With such accolades, what has Singleton accomplished? In his 1997 letter, Watsa wrote that “Henry began Teledyne in 1961 with approximately seven million shares outstanding and grew the company through acquisitions while shares outstanding peaked in 1972 at 88 million. From 1972 to 1987, long before stock buybacks became popular, Henry reduced the shares outstanding by 87% to 12 million. Book value per share and stock prices compounded in excess of 22% per year during Henry’s 27 year watch at Teledyne – one of the best track records in the business.”

The book The Outsiders by William Thorndike, a book a highly recommend, has a whole chapter on Henry Singleton. Thorndike calculated that a dollar invested with Singleton in 1963 would have been worth $180.94 by 1990, more than twelvefold outperformance versus the S&P 500. Singleton delivered a remarkable 20.4% compound annual return to his shareholders compared to an 8% return for the S&P 500 over the same period.

In the 1960s Singleton used Teledyne’s expensive stock price to acquire 130 companies. During that period Teledyne was trading at an average P/E north of 20 to acquire companies around 12 P/E. That’s accretive to the shareholders. Then in the 1970s, when Teledyne’s stock price dropped, he bought 90% of the shares across eight significant tender offers.

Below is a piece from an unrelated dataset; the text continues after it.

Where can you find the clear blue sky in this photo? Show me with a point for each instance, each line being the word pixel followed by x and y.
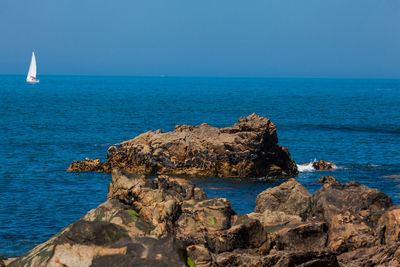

Singleton was known for his strategic capital allocation decisions, including extensive use of share repurchases. Singleton’s approach to share buybacks was rooted in his belief that management should focus on allocating capital in a manner that maximizes shareholder returns.

Singleton was an excellent steward of shareholder capital. He needs to be studied and emulated. His singular focus was to maximize returns to shareholders. He achieved that by mastering capital allocation decisions. When his stock was highly-priced, he used stocks to acquire companies. When his stock was priced at a discount, he was an aggressive purchaser. Singleton left a rich legacy in the field of capital allocation. His approach to value creation, including share buybacks and disciplined capital allocation, should be studied and emulated by business leaders and investors.